The claims under (a) above were transmitted to the General Accounting Office for direct settlement, and from the information available it appears that some of them were allowed and settled, but that others were disallowed.
Claims under (b) above were, if the State desired reimbursement in kind, approved by the Secretary of War and the amount of the approved claim was then set up on the books of the Militia Bureau as a credit in favor of the respective States. If the State asked for a cash reimbursement, the claim was transmitted to the General Accounting Office for settlement.
After the armistice the members of the National Guard who had been drafted into the Federal service in 1917 were discharged from the service of the United States and were returned to their homes as individuals. None of the State-owned military property and equipment which had been brought into the Federal service by the National Guard units in 1917 was returned to the States. The result was that there was no organized National Guard in the various States and there was no military property in the possession of the various States to equip the National Guard when it should be reorganized.

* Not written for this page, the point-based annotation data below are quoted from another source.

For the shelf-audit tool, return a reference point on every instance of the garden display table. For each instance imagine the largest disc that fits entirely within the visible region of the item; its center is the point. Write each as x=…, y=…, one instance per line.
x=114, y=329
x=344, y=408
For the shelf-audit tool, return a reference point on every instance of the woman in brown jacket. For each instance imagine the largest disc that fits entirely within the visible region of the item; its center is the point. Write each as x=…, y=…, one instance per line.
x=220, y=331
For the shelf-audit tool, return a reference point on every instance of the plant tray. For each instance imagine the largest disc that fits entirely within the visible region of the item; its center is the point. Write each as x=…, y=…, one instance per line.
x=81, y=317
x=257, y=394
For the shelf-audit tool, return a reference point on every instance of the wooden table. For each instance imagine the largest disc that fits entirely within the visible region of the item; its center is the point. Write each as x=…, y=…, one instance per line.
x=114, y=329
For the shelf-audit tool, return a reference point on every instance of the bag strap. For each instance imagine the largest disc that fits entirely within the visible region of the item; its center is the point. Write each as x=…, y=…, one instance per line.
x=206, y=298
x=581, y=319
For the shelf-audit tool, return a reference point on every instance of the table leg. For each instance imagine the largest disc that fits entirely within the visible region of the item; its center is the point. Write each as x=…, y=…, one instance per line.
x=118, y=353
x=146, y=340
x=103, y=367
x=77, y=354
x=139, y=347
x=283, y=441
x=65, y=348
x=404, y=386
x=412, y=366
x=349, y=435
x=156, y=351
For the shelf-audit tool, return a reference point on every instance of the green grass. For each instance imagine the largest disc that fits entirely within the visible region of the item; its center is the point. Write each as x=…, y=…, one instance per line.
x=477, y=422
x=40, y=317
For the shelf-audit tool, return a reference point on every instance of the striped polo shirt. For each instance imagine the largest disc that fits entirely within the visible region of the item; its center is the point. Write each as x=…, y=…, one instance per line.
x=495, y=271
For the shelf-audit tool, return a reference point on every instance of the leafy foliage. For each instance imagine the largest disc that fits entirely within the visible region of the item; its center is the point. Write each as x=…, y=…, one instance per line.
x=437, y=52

Under the act of June 11, 1919 (41 Stat. 126, 127), and subsequent acts, authorizing the Secretary of War to issue to the National Guard from stores on hand, purchased for the United States Army such articles of clothing and equipment material as was needed by the National Guard, large quantities of military supplies were issued to the various States for their reorganized National Guard units. These issues were made “without charge against militia appropriations" and the acts in question specifically provided that these issues should be “reimbursement in kind for all Federal property brought into service by State troops.”' Similar provisions were contained in the War Department appropriation acts of June 5, 1920; June 30, 1921; June 30, 1922; March 2, 1923; June 7, 1924; February 12, 1925; and April 15, 1926.